The detentions caused one state media outlet to chide local police for not taking action against the offending bosses instead. In a video posted by The Paper, reporter Huang Li for China Sannong Publications, a media outlet under China’s Ministry of Agriculture, responded:
If it’s possible for people to get their back pay through the normal channels, then very rarely would anyone cause themselves trouble to break the law in order to get paid. The price of that is always higher. Considering the harmful effect that wage arrears has on society, we suggest the local government departments focus their efforts on helping migrant workers solve their back pay issues. That’s the point. If there were no wage arrears, then there would be no one breaking the law to get their back pay.
According to CLB’s Strike Map, in 2022 less than two percent of cases resulted in violence against workers, and only one percent resulted in worker arrests.
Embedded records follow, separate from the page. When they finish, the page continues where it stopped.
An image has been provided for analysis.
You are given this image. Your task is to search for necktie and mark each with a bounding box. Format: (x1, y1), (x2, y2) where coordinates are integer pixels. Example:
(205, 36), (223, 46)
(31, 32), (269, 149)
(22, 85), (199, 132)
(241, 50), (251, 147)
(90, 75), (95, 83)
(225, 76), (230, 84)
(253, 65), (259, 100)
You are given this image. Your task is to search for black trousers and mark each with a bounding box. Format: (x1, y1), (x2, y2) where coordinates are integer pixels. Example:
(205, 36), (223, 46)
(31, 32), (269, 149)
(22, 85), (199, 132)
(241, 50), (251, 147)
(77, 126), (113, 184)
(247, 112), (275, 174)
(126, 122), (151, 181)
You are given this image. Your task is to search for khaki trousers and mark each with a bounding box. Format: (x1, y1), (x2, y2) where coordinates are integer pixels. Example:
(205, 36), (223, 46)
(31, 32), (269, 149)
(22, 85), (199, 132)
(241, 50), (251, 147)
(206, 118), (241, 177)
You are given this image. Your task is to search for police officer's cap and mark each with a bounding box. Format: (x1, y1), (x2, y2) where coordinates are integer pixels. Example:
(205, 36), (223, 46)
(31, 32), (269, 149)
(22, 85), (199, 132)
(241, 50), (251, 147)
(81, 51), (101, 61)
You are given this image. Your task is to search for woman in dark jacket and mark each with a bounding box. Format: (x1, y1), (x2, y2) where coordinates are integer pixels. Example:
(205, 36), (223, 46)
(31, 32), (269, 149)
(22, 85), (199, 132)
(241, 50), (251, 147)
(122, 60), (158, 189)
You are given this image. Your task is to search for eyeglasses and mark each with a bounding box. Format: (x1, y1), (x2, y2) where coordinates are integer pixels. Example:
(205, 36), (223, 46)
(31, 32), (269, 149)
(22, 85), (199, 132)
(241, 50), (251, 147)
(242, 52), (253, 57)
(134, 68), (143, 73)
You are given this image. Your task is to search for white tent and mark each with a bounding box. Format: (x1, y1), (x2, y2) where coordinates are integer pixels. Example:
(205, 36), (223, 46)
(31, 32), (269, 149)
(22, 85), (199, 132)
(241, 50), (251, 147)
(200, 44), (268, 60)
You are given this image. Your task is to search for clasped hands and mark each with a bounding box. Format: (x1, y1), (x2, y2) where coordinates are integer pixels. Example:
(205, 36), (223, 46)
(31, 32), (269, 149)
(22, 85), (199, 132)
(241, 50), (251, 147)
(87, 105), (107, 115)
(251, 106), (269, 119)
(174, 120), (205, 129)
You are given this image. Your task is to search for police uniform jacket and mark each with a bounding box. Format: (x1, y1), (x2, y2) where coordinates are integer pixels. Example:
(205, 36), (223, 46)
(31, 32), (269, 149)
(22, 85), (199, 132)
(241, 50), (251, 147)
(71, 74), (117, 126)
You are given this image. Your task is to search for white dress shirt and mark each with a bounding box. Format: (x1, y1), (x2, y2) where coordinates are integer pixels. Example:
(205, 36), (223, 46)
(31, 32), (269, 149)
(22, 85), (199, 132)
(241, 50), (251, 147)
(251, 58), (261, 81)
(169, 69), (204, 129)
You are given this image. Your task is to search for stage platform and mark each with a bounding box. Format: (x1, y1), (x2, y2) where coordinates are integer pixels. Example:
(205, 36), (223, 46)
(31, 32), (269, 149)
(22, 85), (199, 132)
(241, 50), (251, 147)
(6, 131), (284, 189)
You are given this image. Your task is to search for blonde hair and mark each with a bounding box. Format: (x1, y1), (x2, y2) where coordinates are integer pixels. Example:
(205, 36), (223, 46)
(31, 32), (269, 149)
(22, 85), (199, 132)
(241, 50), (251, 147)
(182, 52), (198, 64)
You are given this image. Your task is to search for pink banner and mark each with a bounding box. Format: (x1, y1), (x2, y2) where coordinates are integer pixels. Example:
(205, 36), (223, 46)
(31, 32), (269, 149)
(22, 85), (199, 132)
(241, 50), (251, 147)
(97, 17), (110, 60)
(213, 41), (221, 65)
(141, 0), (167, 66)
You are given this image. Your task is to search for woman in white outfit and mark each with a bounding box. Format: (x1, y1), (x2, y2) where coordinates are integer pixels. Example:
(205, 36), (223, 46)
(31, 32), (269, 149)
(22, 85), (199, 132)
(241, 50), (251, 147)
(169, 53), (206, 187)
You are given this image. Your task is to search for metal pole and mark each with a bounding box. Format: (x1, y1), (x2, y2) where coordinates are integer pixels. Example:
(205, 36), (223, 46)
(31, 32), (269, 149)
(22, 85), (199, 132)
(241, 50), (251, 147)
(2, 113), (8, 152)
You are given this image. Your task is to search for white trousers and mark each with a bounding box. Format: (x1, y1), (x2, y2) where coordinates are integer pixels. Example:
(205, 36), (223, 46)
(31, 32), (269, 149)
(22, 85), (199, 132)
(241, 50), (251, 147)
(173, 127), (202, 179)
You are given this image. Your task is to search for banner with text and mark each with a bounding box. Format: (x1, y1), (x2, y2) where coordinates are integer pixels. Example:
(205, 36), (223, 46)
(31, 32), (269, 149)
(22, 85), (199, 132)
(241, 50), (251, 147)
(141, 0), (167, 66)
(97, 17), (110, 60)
Even when wages are paid, they are too low for many workers to survive
Not only are workers not getting paid, but their wages are extremely low. After three years of struggling under the pandemic and the minimum wage being frozen, only two provinces - Hebei and Yunnan - opted this month to increase their minimum wage to 2,200 and 1,900 yuan per month, respectively. China’s capital of Beijing did not increase its minimum wage this year, standing at just 2,320 yuan since September 2021.
The minimum wage freezes or recent meagre increases are a boon to struggling employers, but come at the expense of China’s lowest-paid workers.
Photograph: Beersonic / Shutterstock.com
CLB’s Executive Director Han Dongfang believes the state has a responsibility to help workers, but the challenges inherent in China’s governance model are unlikely to lead to a sudden resolution of the problem this time around:
The problem is the system. Even if you push directly from top-down, if you ask officials to correct their ways and take action, they won’t move an inch.
China’s official trade union, however, has a role to play, if only it would become a true, worker-representative organization. Han continued:
If the trade union functions, as they are supposed to be doing, on a regular basis representing workers, whatever problems workers encounter, then workers and bosses can settle problems through negotiation and bargaining, rather than chaos.
The union’s role in representing workers is outlined in China’s labour laws and policies. But the union has not taken up its responsibility to China’s workers in a wholehearted manner. “They claim they have more than 200 million members, but in reality it is not there, it is just about gestures,” said Han.